サルビアホール 第134回クァルテット・シリーズ

これが4度目になるんでしょうか、東京都にまたまた緊急事態宣言が発出された初日、不謹慎にも多摩川を渡って鶴見に出掛けてしまいました。サルビアホールのクァルテット・シリーズ、シーズン43の1回目となる第134回です。
去年からのコロナ騒動は1年半経った今も収まらず、シーズン制を敷いているサルビアのクァルテット・シリーズも混乱の極み。この日はシーズン43の1回目ということになりましたが、既にシーズン44が2公演を終えており、シーズン途中。本来ならアマービレはシーズン43の最後だったはずですが、毎回通っている小欄も何処にいるのか判らない状態になっていますね。中止と延期、チケットの券面に記してある日付とは異なる演奏会もあったりして、期日が近付くと毎回のようにホームページとチケットを確認しなければなりません。

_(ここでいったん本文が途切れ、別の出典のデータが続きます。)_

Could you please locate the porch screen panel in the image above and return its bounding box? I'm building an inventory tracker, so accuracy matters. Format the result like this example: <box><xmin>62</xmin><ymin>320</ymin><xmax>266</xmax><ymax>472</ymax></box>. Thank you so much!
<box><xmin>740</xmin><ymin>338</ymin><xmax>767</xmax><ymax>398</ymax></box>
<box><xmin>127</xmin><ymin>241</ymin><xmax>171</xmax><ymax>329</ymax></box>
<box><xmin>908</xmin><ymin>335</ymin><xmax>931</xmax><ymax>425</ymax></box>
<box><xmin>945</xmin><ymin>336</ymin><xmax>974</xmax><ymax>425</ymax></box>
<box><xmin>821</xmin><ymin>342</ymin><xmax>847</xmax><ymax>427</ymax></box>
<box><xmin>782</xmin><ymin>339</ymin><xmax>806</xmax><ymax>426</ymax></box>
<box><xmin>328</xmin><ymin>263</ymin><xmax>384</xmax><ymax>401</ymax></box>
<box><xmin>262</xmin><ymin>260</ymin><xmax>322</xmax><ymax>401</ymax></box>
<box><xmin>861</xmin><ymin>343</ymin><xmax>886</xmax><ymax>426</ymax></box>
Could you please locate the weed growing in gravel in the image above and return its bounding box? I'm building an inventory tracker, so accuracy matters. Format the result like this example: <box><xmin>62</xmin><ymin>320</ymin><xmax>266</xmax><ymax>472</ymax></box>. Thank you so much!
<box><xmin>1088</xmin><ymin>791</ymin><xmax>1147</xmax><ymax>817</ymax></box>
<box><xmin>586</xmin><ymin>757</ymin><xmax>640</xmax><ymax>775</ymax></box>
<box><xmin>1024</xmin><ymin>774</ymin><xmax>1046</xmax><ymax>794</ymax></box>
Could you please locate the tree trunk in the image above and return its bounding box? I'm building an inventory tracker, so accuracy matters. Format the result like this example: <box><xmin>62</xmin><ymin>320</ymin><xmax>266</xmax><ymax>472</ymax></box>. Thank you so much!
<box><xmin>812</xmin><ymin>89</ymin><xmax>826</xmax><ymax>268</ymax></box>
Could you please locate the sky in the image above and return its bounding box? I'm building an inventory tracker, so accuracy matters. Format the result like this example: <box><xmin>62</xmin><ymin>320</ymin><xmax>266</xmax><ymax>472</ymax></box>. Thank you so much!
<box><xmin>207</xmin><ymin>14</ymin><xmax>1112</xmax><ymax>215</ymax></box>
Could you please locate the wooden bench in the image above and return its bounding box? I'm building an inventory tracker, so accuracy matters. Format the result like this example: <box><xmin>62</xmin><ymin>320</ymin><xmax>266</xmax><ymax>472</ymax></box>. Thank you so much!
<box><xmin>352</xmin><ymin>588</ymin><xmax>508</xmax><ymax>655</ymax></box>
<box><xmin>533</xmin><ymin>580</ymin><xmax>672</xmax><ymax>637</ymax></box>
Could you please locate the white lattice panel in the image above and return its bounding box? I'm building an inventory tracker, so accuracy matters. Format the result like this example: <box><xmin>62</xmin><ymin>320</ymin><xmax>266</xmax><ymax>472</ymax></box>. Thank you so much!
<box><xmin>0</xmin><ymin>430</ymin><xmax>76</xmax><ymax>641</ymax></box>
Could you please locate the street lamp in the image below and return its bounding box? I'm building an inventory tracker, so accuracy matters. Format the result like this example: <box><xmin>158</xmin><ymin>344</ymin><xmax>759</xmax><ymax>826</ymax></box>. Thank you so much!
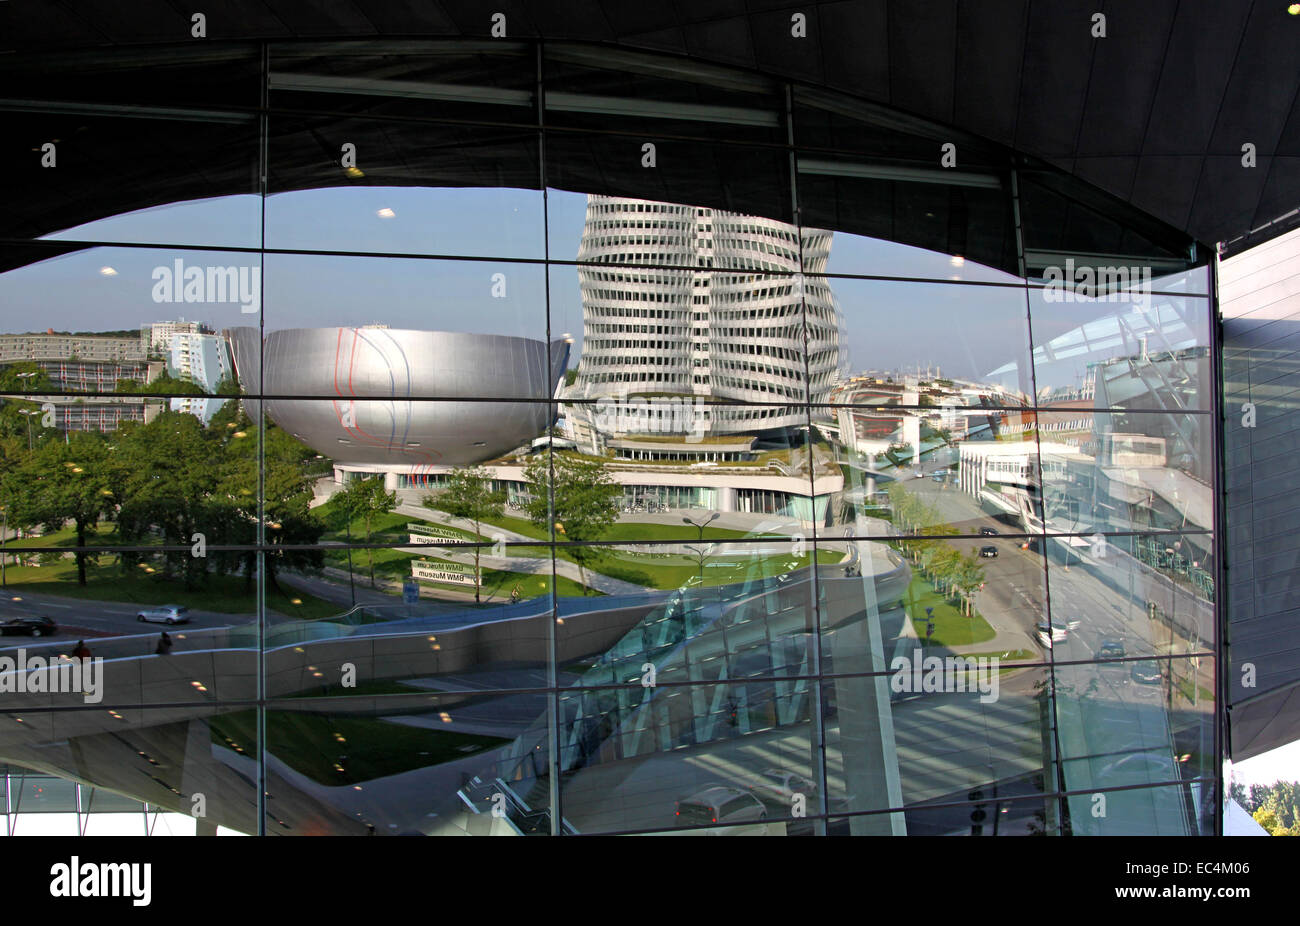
<box><xmin>682</xmin><ymin>512</ymin><xmax>719</xmax><ymax>587</ymax></box>
<box><xmin>17</xmin><ymin>408</ymin><xmax>39</xmax><ymax>451</ymax></box>
<box><xmin>684</xmin><ymin>542</ymin><xmax>713</xmax><ymax>588</ymax></box>
<box><xmin>682</xmin><ymin>512</ymin><xmax>719</xmax><ymax>541</ymax></box>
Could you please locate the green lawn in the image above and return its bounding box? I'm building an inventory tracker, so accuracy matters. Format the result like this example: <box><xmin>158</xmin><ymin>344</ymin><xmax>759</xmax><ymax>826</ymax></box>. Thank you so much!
<box><xmin>324</xmin><ymin>546</ymin><xmax>596</xmax><ymax>600</ymax></box>
<box><xmin>477</xmin><ymin>512</ymin><xmax>777</xmax><ymax>545</ymax></box>
<box><xmin>209</xmin><ymin>710</ymin><xmax>509</xmax><ymax>786</ymax></box>
<box><xmin>903</xmin><ymin>574</ymin><xmax>997</xmax><ymax>647</ymax></box>
<box><xmin>2</xmin><ymin>521</ymin><xmax>117</xmax><ymax>549</ymax></box>
<box><xmin>0</xmin><ymin>556</ymin><xmax>342</xmax><ymax>621</ymax></box>
<box><xmin>587</xmin><ymin>548</ymin><xmax>842</xmax><ymax>590</ymax></box>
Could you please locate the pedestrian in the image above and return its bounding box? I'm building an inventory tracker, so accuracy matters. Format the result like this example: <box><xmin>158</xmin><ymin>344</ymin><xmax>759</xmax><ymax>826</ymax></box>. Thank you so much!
<box><xmin>155</xmin><ymin>631</ymin><xmax>173</xmax><ymax>655</ymax></box>
<box><xmin>72</xmin><ymin>640</ymin><xmax>91</xmax><ymax>661</ymax></box>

相変わらず海外の団体については先行き不透明。昨今の政府対応のゴタゴタを見ていると、正常に戻るのは未だ数年先のことになるのじゃないかと暗澹たる気持ちになります。
そんなモヤモヤを吹き飛ばしてくれるのが、去年秋から始まっている日本の団体の健闘で、昨日もシーズン43と44のライジング・スターたちの元気一杯の演奏を楽しんできました。

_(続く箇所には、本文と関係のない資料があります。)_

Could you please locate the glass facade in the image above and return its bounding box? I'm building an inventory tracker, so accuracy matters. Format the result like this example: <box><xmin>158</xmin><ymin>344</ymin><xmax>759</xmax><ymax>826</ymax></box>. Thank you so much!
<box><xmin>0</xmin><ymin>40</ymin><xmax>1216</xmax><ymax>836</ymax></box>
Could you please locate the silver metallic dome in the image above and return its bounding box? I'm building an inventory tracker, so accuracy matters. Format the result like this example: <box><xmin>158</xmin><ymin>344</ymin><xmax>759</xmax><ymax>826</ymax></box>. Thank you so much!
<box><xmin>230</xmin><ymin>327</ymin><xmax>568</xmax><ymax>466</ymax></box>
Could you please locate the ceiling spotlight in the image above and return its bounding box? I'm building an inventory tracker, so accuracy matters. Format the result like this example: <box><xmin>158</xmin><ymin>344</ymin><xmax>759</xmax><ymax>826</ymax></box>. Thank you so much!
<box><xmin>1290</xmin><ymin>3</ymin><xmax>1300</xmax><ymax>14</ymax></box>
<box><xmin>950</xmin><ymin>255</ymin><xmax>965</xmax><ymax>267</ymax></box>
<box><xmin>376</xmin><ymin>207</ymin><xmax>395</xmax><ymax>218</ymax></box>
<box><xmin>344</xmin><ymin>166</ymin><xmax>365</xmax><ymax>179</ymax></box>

ベートーヴェン/弦楽四重奏曲第1番ヘ長調作品18-1
ドヴォルザーク/弦楽四重奏曲第12番ヘ長調作品96「アメリカ」
     ~休憩~
ピアソラ/ブエノスアイレスの四季(山中惇史編曲)
 カルテット・アマービレ

最近あちこちでその名を目にするようになったカルテット・アマービレは、2018年2月以来となる3年5か月ぶりの再登場。前回は彼らの師でもあるヴィオラの磯村和英、チェロにキリル・ズロト二コフを迎えてシューベルトの五重奏曲とブラームスの六重奏曲というプログラム。純粋な弦楽四重奏はシューベルトの断章のみという演奏会でしたから、本格的に彼等だけの四重奏はこの日が初めてでした。

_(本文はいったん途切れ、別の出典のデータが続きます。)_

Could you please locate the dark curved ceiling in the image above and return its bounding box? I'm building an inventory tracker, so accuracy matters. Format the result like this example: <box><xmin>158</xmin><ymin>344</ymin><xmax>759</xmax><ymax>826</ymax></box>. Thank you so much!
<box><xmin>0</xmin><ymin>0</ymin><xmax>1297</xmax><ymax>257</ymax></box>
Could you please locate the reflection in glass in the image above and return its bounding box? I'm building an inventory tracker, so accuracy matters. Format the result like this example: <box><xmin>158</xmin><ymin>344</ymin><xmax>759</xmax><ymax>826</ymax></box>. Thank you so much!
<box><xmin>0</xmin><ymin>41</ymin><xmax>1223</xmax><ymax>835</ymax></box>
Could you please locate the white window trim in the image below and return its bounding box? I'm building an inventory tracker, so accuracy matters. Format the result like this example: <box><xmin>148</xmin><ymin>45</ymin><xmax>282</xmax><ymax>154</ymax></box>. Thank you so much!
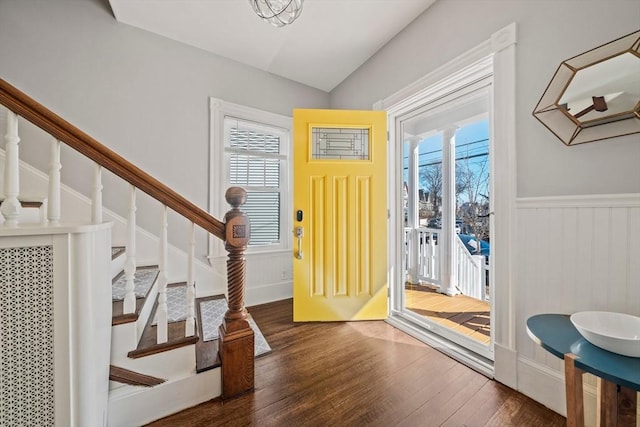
<box><xmin>208</xmin><ymin>98</ymin><xmax>292</xmax><ymax>260</ymax></box>
<box><xmin>378</xmin><ymin>23</ymin><xmax>517</xmax><ymax>384</ymax></box>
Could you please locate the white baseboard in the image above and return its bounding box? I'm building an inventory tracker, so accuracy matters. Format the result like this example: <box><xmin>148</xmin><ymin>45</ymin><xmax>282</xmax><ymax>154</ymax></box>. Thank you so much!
<box><xmin>517</xmin><ymin>357</ymin><xmax>566</xmax><ymax>415</ymax></box>
<box><xmin>107</xmin><ymin>368</ymin><xmax>220</xmax><ymax>427</ymax></box>
<box><xmin>516</xmin><ymin>357</ymin><xmax>606</xmax><ymax>427</ymax></box>
<box><xmin>246</xmin><ymin>280</ymin><xmax>292</xmax><ymax>307</ymax></box>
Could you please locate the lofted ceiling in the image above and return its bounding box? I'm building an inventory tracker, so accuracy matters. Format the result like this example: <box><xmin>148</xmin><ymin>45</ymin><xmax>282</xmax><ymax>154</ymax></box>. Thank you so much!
<box><xmin>108</xmin><ymin>0</ymin><xmax>436</xmax><ymax>92</ymax></box>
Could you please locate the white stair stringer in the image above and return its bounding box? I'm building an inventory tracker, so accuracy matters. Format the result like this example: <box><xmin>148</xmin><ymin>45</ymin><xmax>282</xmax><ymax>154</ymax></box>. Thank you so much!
<box><xmin>108</xmin><ymin>363</ymin><xmax>221</xmax><ymax>427</ymax></box>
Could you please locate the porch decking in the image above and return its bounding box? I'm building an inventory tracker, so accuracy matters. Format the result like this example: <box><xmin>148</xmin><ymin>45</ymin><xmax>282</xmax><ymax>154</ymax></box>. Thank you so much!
<box><xmin>405</xmin><ymin>283</ymin><xmax>491</xmax><ymax>344</ymax></box>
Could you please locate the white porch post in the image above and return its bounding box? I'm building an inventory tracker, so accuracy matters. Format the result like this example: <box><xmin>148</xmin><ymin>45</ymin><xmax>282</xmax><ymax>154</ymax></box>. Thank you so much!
<box><xmin>1</xmin><ymin>110</ymin><xmax>21</xmax><ymax>226</ymax></box>
<box><xmin>408</xmin><ymin>136</ymin><xmax>420</xmax><ymax>284</ymax></box>
<box><xmin>440</xmin><ymin>127</ymin><xmax>459</xmax><ymax>296</ymax></box>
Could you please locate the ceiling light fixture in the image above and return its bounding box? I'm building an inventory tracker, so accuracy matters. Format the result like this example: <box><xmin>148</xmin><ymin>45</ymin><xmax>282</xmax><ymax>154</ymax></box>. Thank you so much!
<box><xmin>249</xmin><ymin>0</ymin><xmax>304</xmax><ymax>27</ymax></box>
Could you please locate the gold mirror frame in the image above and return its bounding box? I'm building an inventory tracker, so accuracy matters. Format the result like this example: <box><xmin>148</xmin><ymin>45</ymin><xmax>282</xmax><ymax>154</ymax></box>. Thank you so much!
<box><xmin>533</xmin><ymin>30</ymin><xmax>640</xmax><ymax>146</ymax></box>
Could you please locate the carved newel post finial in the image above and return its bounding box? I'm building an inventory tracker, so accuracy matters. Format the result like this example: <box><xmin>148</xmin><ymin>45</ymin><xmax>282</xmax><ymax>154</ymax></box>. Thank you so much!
<box><xmin>220</xmin><ymin>186</ymin><xmax>254</xmax><ymax>399</ymax></box>
<box><xmin>225</xmin><ymin>186</ymin><xmax>248</xmax><ymax>210</ymax></box>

メンバーや経歴は前回(第91回)を参照して頂くとして、今回はメンバーこそ変更は無かったものの、4人の並び方はガラリと変わっていました。つまり、3年前は極めてオーソドックスな配置でしたが、今回は舞台下手からファースト→チェロ→ヴィオラ→セカンドの順。外声チームと内声チームに分かれる形で、チェロとヴィオラは正面を向くような座り方。チェロとセカンドが電子楽譜を使用し、後半のピアソラではファーストもタブレットを足で操作しながら演奏してました。
変わったことはこれだけではなく、ヴィオラ(中恵菜)が新日本フィルの首席に就任したばかりなのだとか。会場では就任記念のコンサートだ、という声も聞こえてきました。新日って結構忙しいオーケストラですから、カルテット・アマービレが今後も常設団体として活動を続けていくことが出来るのか、老婆心ながら心配してしまいます。クァルテットに立ちはだかる壁、ですな。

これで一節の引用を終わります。